Friedrich Merz hat gerade erklärt, Europa brauche ein eigenes Militärbündnis. Damit wird anerkannt, dass Frankreich mit seinem Argument für strategische Autonomie seit Jahrzehnten Recht hat.
Es muss noch gebaut werden. Es wird notwendig sein, massiv zu investieren, den Europäischen Verteidigungsfonds über die Schuldenkriterien von Maastricht hinaus zu stärken, Waffen- und Munitionssysteme zu harmonisieren, den Beitritt der Ukraine – die heute über die führende europäische Armee verfügt – zur Union zu beschleunigen, den Stellenwert und die Bedingungen einer nuklearen Abschreckung auf der Grundlage französischer und britischer Fähigkeiten zu überdenken und die Programme für den Raketenabwehrschild und die Satelliten wiederaufzunehmen.

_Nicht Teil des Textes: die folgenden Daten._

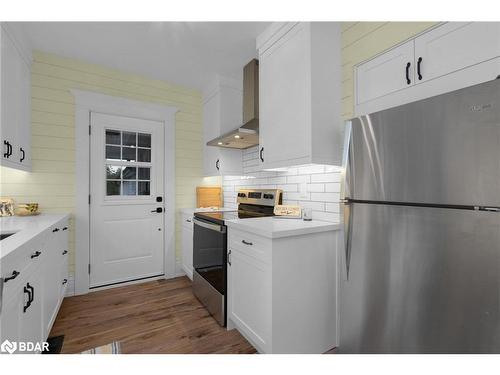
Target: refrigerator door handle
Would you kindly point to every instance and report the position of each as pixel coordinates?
(346, 194)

Malhuret sieht auch globale Chancen. Russland sei derzeit schwach:
Entgegen der Propaganda des Kremls geht es Russland schlecht. In drei Jahren hat es die sogenannte zweitgrößte Armee der Welt geschafft, in einem Land, dessen Bevölkerung dreimal kleiner ist, nur ein paar Brosamen zu erbeuten.
Ein Zinssatz von 25 %, der Zusammenbruch der Devisen- und Goldreserven sowie der demografische Kollaps zeigen, dass es am Rande des Abgrunds steht. Die amerikanische Unterstützung für Putin ist der größte strategische Fehler, der jemals in einem Krieg gemacht wurde.
Ein derart schwaches Russland wäre ein Papiertiger, den man nicht sehr fürchten müsste. Aber Trump 2.0 bläst diesen Papiertiger auf und macht ihn stark …
… der größte strategische Fehler, der jemals in einem Krieg gemacht wurde.
Wir werden uns entscheiden müssen
wir = wir Europäer*innen. entscheiden = wie viel Bildungs-, Gesundheits-, Sozialpolitik und Klimaschutz wollen wir neben einer Aufrüstung Europas bewahren? Wie viel Aufrüstung lassen wir zu? Wie viel (oder welche Art von) Neutralität erhalten wir uns (in Österreich)? Wie sehr ist eine Aufrüstung mit dem Klimawandel überhaupt verträglich? (Militär erzeugt Treibhausgase.)
Das sind „herkulische“ Entscheidungen in einer „herkulischen“ Situation, das sagt auch Claude Malhuret. Als Herkules den Stall des Augias ausmisten musste, in dem für jede Gabel Mist, die entfernt wurde, Scheiße im Ausmaß von zwei Gabeln dazu kam, leitete er den Fluss Alpheios durch den Stall durch und entfernte so den gesamten Mist auf einmal. (Die Lösung war schon mythologisch umstritten!)
Ich weiß nicht, inwiefern wir aus dieser mythologischen Lösung heute etwas lernen können. Vielleicht, dass es Situationen gibt, in denen eine konventionelle Lösung nicht möglich ist.